Melihat suaminya kembali terlelap, Hj. Ningrum meloloskan napas lega yang luar biasa panjang di balik bekapan tangan Arga. Namun, ketakutan ekstrem yang baru saja lewat justru memicu sisa-saing energi birahinya yang tertahan untuk meledak secara berantakan. Jepitan super ketat akibat rasa takut tadi justru menjadi pemicu utama yang mendorong rahimnya masuk ke dalam fase pelepasan yang paling dahsyat malam ini.
Arga yang merasakan denyutan luar biasa kencang dari dalam dinding intim Bu Haji langsung memanfaatkan momentum emas ini. Meskipun dirinya sendiri menahan pelepasan dan tetap kokoh bertahan, ia memilih untuk memberikan kepuasan total bagi wanita di atas pangkuannya. Ia melepaskan bekapan tangannya dari mulut Bu Kades, lalu menyusupkan jari-jarinya ke rambut wangi melati wanita paruh baya itu, menarik wajah cantiknya kian dekat hingga bibir mereka kembali berjarak sangat tipis.
"Ahhhh... ohhhhh... gila... kamu tegang banget ya, Sayang? ssshhhh..." geram Arga nakal dengan napas naik-turun sembari menikmati jepitan rahim yang luar biasa nikmat. "Tapi liat ini, gara-gara Pak Kades gerak dan minta air, lubang kamu malah meluk punya aku kencang banget. Kamu emang binal banget, Bu Haji. Ketakutan tapi malah pengen cepet-cepet keluar lagi di atas pangkuan aku, kan? Ambil ini semuanya, Sayang! Ahhhh... ohhhhh... rasain ini!"
Tanpa memberikan kesempatan bagi Bu Haji untuk menata napasnya yang berantakan, Arga dari bawah langsung melakukan tiga sentakan pinggul ke atas yang sangat keras, dalam, dan menghujam lurus tepat di titik paling sensitif rahim Bu Kades.
Plakkk! Plakkk! Plakkk!
"AAAHHH... OHHHHH... YESHHHHHH... ARGAAAHHH! AKU SAMPAI... SSSHHHH... SAYANGHHHH... UHUUUHHH!"

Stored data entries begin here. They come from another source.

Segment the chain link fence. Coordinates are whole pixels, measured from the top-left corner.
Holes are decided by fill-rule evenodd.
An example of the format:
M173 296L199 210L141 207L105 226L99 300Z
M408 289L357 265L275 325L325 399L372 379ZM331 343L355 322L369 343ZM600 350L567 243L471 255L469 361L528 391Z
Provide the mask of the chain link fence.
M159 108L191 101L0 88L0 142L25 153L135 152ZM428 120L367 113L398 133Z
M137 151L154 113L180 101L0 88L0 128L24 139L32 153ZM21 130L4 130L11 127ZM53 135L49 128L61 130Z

Srrrrrrrrrrr....srrrrrrrrrrr.....srrrrrrrrrrrr.....srrrrrrrrrr...
Hj. Ningrum akhirnya didera oleh badai klimaks ketiga yang berkali-kali lipat lebih dahsyat dan berantakan dari sebelumnya. Tubuh semok nan padat itu mengejang hebat di atas pangkuan Arga. Pinggul bahenolnya tersentak-hentak liar ke bawah secara refleks, menyambut keperkasaan sang berondong sembari seluruh dinding intimnya berkedut-kedut kencang memeras habis setiap inci kejantanan Arga yang masih kokoh tegak di dalam sana.
Bibirnya meloloskan erangan-erangan ekstasi yang sangat parau, panjang, namun teredam sempurna saat ia kembali melumat rakus bibir Arga demi menyembunyikan suara puncaknya dari pendengaran sang suami. Cairan kehangatan depan Bu Kades menyembur deras untuk ketiga kalinya, membanjiri seluruh area pangkal paha mereka di atas sofa beludru hitam tersebut, sementara Arga tetap bertahan dengan senjatanya yang masih mengeras sempurna tanpa ikut keluar sedikit pun.
Setelah beberapa detik kejang ekstasi itu menguasai seluruh tubuhnya, Hj. Ningrum akhirnya ambruk sepenuhnya. Tubuh semok nan bahenol itu terkulai lemas tanpa daya sama sekali, bersandar pasrah pada dada bidang Arga dengan napas yang tersengal-sengal pendek lewat mulut yang terbuka kecil. Seluruh tenaganya benar-benar telah habis diperas habis-habisan lewat tiga kali klimaks beruntun malam ini. Matanya terpejam rapat, membiarkan Arga yang masih menyimpan seluruh energinya mengambil alih kendali penuh atas langkah selanjutnya.